Buckling response of laminated FG-CNT reinforced composite plates: Analytical and finite element approach

A 3D finite element model using suitable user subroutines in ABAQUS finite element software and an analytical solution based on the third-order shear deformation laminated plate theory combined with von Karman's geometric nonlinearity are proposed to simulate the functionally graded Carbon Nanotubes (CNTs) throughout a plate's thickness. The former is used for the estimation of the buckling response and the latter is used for the estimation of both buckling and post-buckling response of laminated nanocomposite plates under uniform and parabolic loading. In the analytical approach, the governing equations are solved by the Galerkin method and Airy's stress function to obtain the buckling coefficient of FG-CNT reinforced composite plates. The effect of various factors, such as boundary conditions, types of loads, distribution type and volume fraction of CNTs, geometrical parameters, etc on the buckling and post-buckling response is investigated.
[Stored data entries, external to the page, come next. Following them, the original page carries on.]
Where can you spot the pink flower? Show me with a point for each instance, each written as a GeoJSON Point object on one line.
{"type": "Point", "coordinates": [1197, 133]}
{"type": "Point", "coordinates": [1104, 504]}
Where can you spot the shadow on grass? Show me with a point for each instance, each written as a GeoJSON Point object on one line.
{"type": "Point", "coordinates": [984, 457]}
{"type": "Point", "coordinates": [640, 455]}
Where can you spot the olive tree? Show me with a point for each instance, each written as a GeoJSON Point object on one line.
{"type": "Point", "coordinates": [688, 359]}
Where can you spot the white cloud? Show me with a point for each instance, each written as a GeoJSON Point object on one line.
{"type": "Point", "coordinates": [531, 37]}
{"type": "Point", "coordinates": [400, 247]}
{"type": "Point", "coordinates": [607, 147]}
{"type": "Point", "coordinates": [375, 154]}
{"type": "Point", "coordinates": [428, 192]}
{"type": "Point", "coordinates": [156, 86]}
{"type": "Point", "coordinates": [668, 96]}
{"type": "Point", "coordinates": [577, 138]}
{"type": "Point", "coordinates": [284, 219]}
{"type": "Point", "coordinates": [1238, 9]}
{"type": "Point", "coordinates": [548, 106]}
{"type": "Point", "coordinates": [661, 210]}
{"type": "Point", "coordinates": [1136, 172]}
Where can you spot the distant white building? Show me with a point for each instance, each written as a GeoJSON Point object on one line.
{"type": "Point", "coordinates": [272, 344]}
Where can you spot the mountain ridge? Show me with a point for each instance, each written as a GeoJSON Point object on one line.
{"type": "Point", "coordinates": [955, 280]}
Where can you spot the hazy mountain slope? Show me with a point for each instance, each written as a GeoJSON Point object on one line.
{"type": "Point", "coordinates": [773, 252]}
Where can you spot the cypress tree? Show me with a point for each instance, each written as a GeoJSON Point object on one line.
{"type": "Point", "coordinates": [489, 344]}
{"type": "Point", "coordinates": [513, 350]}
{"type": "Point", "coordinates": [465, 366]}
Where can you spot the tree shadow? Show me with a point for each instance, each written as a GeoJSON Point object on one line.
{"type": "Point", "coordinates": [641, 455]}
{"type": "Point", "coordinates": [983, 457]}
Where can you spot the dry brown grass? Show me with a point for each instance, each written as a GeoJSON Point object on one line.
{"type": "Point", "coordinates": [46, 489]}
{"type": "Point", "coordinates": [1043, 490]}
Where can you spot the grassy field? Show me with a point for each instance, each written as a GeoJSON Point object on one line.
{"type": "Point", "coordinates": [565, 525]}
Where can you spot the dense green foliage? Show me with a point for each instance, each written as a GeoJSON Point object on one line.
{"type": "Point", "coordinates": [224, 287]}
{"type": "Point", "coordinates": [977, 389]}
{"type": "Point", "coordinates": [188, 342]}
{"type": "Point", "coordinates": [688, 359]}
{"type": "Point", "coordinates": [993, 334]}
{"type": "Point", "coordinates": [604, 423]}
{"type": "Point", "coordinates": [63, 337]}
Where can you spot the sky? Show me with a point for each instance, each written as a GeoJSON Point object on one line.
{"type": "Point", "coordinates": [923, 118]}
It has been found that a higher volume fraction of CNTs increases the buckling and post-buckling strength of laminated composite plates, whereas the laminated plate with angle-ply orientations equal to 45 degrees has the maximum buckling load factor among the CNT fiber orientations considered. (c) 2022 Elsevier Masson SAS. All rights reserved.

Automated summary

In this study, a combination of a 3D finite element model and an analytical solution method is used to investigate the distribution and effects of functionally graded carbon nanotubes (CNTs) on the buckling and post-buckling response of laminated composite plates. The results show that a higher volume fraction of CNTs leads to increased buckling and post-buckling strength in the laminated composite plates.